Jyothi Vadisala, Awarded

Social networks are being applied to a wide variety of applications. Social networks model the social activities between individuals, that change as time goes by. Data privacy is a major problem that has to be considered for dynamic networks before releasing network data to the public or third parties like researchers and analyzers that would compute statistics or make a deep analysis of these data. As the demand for dynamic social network analysis increases, the privacy issue in sequential publishing of social network needs to be considered. In this context, many different anonymization techniques have been proposed in the literature.

This thesis aims to address the privacy risks in dynamic social networks and to contribute a few techniques for data anonymization while optimising the privacy- utility tradeoff. Specifically, the proposed models deal with emerging privacy issues in sequential publishing of social network data. These type of data are derived from activities of our everyday life, thus the privacy of such data is impor- tant. The main objective of this thesis work is divided into two research problems.

First research problem, addresses the privacy risks of identity disclosures in sequential releases of a dynamic network. The aim is to propose a privacy model that provides adequate privacy protection and retains enough graph data utility in social network data publication. Specifically, this proposed kw-NMF anonymity model, protects identity disclosure in the context of number of common friends as a background knowledge of an adversary. To achieve this kw-NMF anonymity Number of Mutual Friend Anonymization (NMFA) greedy algorithm is proposed for large scale graph data by adding edges in anonymization process.

Performance evaluation is done on both real and synthetic data sets. The results show that the dynamic kw-NMF anonymity model can retain much of the characteristics of the network while confirming the privacy protection. The metrics used for evaluation are Graph Modification, Average Shortest Path Lengths and Average Clustering Coefficients from the aspects of protections against different information hysteresis (w) and different protection level requirements (k). Experimental results shows that the proposed algorithm can retain much of the characteristics of a dynamic network while confirming the privacy protection.
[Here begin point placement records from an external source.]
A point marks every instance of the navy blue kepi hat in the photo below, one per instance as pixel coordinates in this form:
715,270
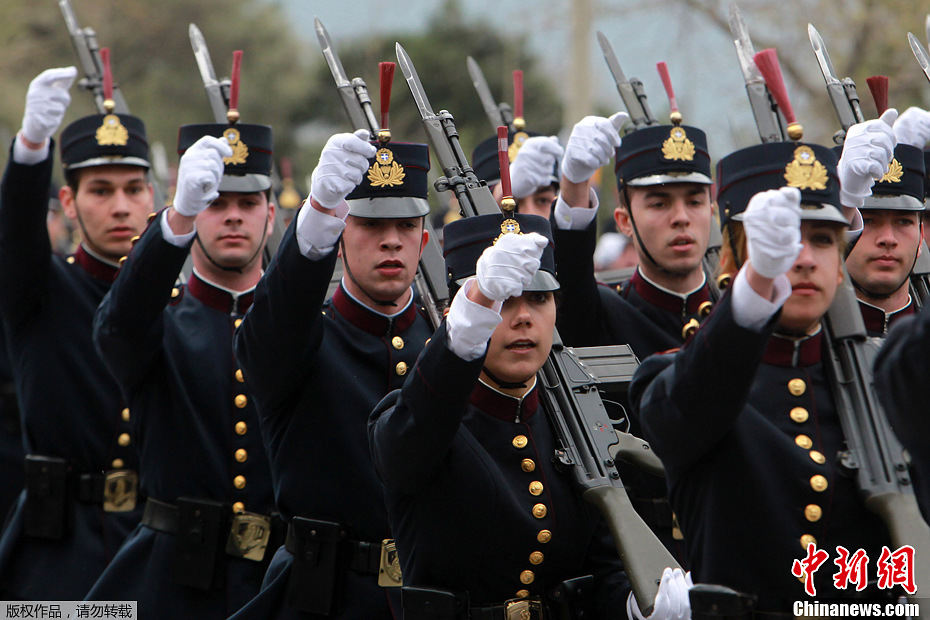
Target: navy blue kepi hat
809,167
104,139
465,240
395,184
664,154
249,168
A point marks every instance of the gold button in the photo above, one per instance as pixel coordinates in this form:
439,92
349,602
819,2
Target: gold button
819,483
799,414
813,512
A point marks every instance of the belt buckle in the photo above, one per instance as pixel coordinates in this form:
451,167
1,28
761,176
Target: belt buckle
248,536
389,575
523,609
120,490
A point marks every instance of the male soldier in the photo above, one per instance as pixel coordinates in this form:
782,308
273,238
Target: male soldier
199,550
317,370
79,501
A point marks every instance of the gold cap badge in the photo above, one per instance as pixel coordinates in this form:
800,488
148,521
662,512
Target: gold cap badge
112,132
678,147
385,172
805,172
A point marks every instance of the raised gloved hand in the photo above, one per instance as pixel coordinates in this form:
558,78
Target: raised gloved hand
46,102
672,601
199,174
508,266
534,164
867,151
343,163
591,145
913,127
772,222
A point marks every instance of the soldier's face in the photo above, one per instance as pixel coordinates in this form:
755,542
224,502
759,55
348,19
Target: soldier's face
110,207
382,254
814,277
233,229
885,252
522,340
674,222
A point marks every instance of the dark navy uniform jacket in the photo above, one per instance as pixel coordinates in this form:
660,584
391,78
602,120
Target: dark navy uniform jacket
171,350
71,407
317,370
746,427
473,495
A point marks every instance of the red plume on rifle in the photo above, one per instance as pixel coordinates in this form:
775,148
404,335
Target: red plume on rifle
878,84
767,62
Second research problem, focuses on how the anonymization methods preserves in the existing communities of the original social networks. The k-degree and k-NMF anonmyization methods are used for anonymizing original social network and de- tect the communities for both original and anymomized networks by heuristic algorithm modular optimization Louvain method. The preservation of community is measured by Percentage of Naive Community Preservation (%NCP) and Percentage of Community Preservation at Node Level (%CPNL).

The performances of the two anonymized social networks are compared with the original social network. The experimental results show that the k-NMF anonymization method preserves the most of the communities of the original social network than k-degree anonymization method.